Numa das reportagens publicadas, chega a referir que uma cooperativa local criada pelas mulheres se tornou “um exemplo de organização entre as moradoras” e cita uma moradora a afirmar que há pouco homens solteiros naquela localidade e que em grande parte são familiares. Mas isto não quer dizer que tenha existido uma “campanha à procura de maridos.”

“A internet aqui é do governo e caiu há uns dias. A gente está sem acesso a nada e não faz ideia do que está saindo sobre nós”, contou Rosalee, à BBC Brasil.

Mas quanto é que uma história pode ser distorcida para aumentar o mito? Num dos artigos, foram usadas fotos que mostram as mulheres da localidade “em poses e roupas provocantes”, escreve o Globo. As fotos são verdadeiras, mas estão fora de contexto: as ditas foram tiradas numa festa de máscaras e publicadas na página da associação local no Facebook. O Daily Mail fez uma fotogaleria com elas.

Segundo a versão do Daily Mail, em 1940, um pastor evangélico, Anisio Pereira, desposou uma das mulheres da localidade, na época com 16 anos, e fundou uma igreja na comunidade a crescer. Contudo, ele impingiu regras extremamente puritanas como a proibição de beber álcool, ouvir música, cortar o cabelo ou usar qualquer tipo de contraceptivo.
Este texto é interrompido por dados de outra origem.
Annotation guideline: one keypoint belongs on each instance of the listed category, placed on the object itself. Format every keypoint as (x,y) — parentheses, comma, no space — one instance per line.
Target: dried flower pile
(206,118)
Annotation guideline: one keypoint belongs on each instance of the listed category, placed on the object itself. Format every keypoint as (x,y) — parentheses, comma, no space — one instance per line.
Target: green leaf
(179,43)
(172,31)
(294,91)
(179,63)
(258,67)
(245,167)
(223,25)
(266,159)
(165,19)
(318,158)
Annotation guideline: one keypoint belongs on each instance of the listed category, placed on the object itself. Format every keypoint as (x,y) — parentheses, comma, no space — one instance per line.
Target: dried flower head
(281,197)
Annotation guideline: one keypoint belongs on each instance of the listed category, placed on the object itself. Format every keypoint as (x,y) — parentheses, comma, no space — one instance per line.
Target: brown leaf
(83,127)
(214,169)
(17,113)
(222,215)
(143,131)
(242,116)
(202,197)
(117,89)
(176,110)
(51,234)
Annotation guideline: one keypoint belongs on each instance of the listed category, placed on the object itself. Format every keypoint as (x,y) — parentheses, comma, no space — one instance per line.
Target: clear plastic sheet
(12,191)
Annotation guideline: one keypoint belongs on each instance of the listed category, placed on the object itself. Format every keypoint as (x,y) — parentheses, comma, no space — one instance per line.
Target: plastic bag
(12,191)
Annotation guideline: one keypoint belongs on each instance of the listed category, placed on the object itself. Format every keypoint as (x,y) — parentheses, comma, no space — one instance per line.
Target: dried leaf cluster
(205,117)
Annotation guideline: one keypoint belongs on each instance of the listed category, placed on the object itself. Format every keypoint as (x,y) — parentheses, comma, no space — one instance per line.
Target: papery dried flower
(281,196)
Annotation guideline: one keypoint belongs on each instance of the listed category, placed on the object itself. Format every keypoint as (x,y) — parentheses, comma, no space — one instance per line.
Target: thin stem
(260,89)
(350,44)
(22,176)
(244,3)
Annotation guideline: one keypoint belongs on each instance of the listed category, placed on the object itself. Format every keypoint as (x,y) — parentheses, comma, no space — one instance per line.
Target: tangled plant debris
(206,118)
Quando, em 1995, Anisio morreu, as mulheres decidiram nunca mais deixar um homem dizer-lhes como deviam viver. Uma das primeiras coisas que aboliram foi a organização religiosa centrada no homem. (O que não está totalmente errado, mas só é parte da história – esta até já deu origem a um documentário.)

https://www.youtube.com/watch?v=gv0zQQ8NPmY

De acordo com a BBC Brasil, a localidade é habitada por pessoas de “origem humilde”, com poucos estudos, que se organizaram numa cooperativa para tomar as decisões locais. Trabalham na agricultura e na produção de peças de artesanato.

Devido à ausência dos maridos durante os dias da semana, a associação local foi a resposta encontrada pelas mulheres para se ajudarem mutuamente e enfrentarem o preconceito das localidades vizinhas. E aqui pode estar uma das origens do mito: no passado, as moradoras vizinhas chamavam de prostitutas as mulheres de Noiva do Cordeiro, devido a estarem sempre sozinhas. Onde é que estavam os homens?

Em conjunto como cooperativa, as mulheres dizem ter conseguido complementar os rendimentos familiares através de trabalho colectivo, para além de se ocuparem nos períodos de ausência dos maridos.

“Por favor, vocês precisam nos ajudar a desmentir esse boato, moço”, pediu Rosalee à BBC Brasil. “Isso aqui é terra de gente digna.”

Será que alguém chegou a marcar viagem para o pequeno distrito de Noiva do Cordeiro?